Constructor: protected AbstractAILab(String labName)

doProcess(Req request) Res
Override for synchronous processing logic.
doProcessAsync(Req request) Mono<Res>
Override for asynchronous processing. Default wraps doProcess() in Mono.
doProcessStream(Req request) Flux<String>
Override for streaming processing.
validateRequest(Req request) void
Called before processing. Override to add lab-level validation.
preProcess(Req request) void
Called before doProcess(). Override for pre-processing hooks.
postProcess(Req request, Res result) void
Called after doProcess().
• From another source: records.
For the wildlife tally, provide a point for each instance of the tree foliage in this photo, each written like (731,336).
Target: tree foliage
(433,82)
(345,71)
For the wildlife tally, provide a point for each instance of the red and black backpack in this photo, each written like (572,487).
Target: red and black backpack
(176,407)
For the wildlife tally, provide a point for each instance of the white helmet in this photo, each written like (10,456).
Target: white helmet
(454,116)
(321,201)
Override for post-processing hooks.
AIRequest<T>
public class AIRequest<T extends DomainContext>

Constructor: public AIRequest(T context, TemplateType templateType, DiagnosisType diagnosisType)
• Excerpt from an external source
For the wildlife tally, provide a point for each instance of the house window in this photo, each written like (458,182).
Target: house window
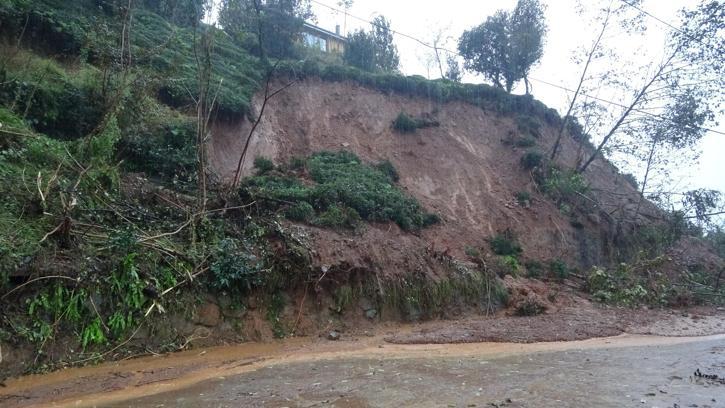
(314,41)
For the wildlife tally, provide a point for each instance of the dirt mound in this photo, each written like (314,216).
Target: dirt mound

withParameter(String key, Object value) AIRequest<T>
Adds a parameter to the request. Returns this for chaining.
getParameter(String key, Class<P> type) P
Retrieves a typed parameter by key.
getContext() T
Returns the domain context.
getPromptTemplate() TemplateType
Returns the template type for prompt selection.
setNaturalLanguageQuery(String query) void
Sets the request field used by your own templates or strategies. The default ContextRetriever looks for the "naturalLanguageQuery" request parameter via getParameter(...), or falls back to context.toString() if no parameter is present.
AIStrategyRegistry
public class AIStrategyRegistry
getStrategy(DiagnosisType diagnosisType) AIStrategy<T, R>
Returns the strategy for the given type. Throws DiagnosisException if not found.
executeStrategyAsync(AIRequest<T> request, Class<R> responseType) Mono<R>
Looks up and executes the strategy asynchronously.
executeStrategyStream(AIRequest<T> request, Class<R> responseType) Flux<String>
Looks up and executes the strategy in streaming mode.
AINativeProcessor<T>
public final class AINativeProcessor<T extends DomainContext> implements AICoreOperations<T>

The primary entry point for AI processing. Wraps strategy execution with distributed locking and audit logging.
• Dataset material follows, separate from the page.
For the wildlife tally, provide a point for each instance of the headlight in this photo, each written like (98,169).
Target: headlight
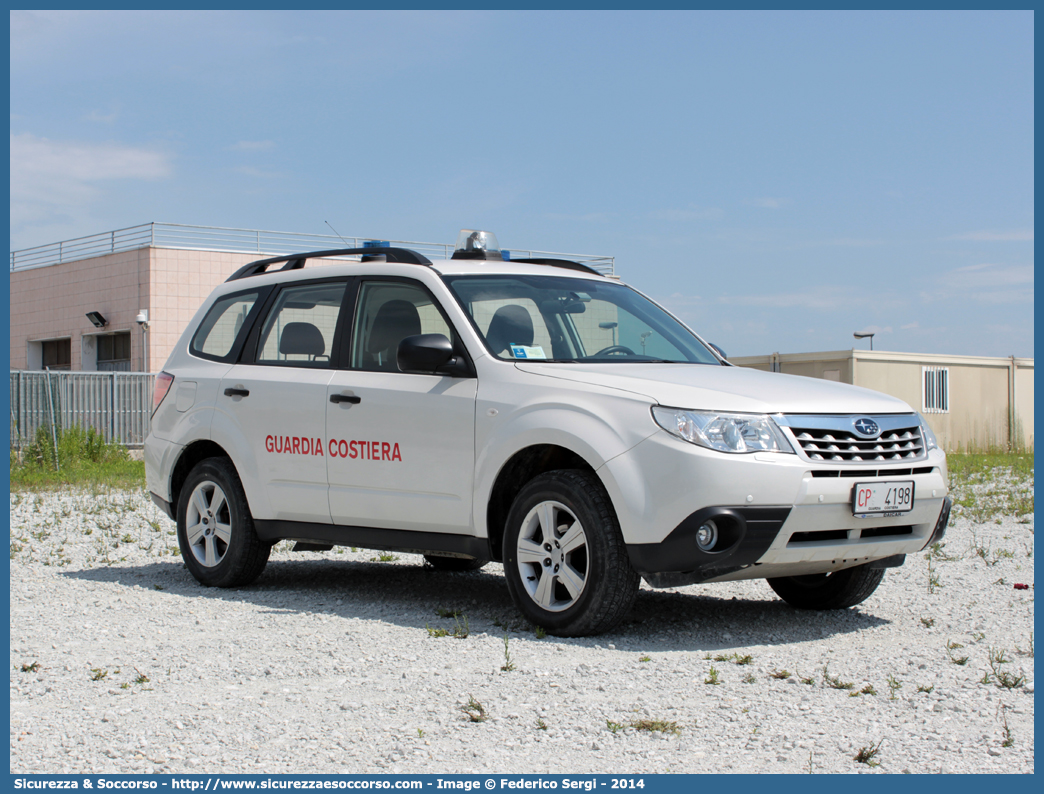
(725,432)
(929,437)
process(AIRequest<T> request, Class<R> responseType) Mono<R>
Processes the request through the strategy layer with distributed lock and audit trail.
processStream(AIRequest<T> request) Flux<String>
Streaming processing through the strategy layer.
PromptTemplate Interfaces

AbstractStandardPromptTemplate<T>

Constructor: protected AbstractStandardPromptTemplate(Class<T> responseType)

getSupportedType() TemplateType
Returns the template type this template handles.
generateDomainSystemPrompt(AIRequest<?> request, String systemMetadata) String
Returns the domain-specific system prompt. The framework appends JSON format instructions automatically.
generateUserPrompt(AIRequest<?> request, String contextInfo) String
Returns the user prompt. contextInfo contains RAG-retrieved context if available.

AbstractStreamingPromptTemplate

Same methods as above, plus:

getJsonSchemaExample() String
Returns a JSON example used as a template for the LLM's structured output in streaming mode.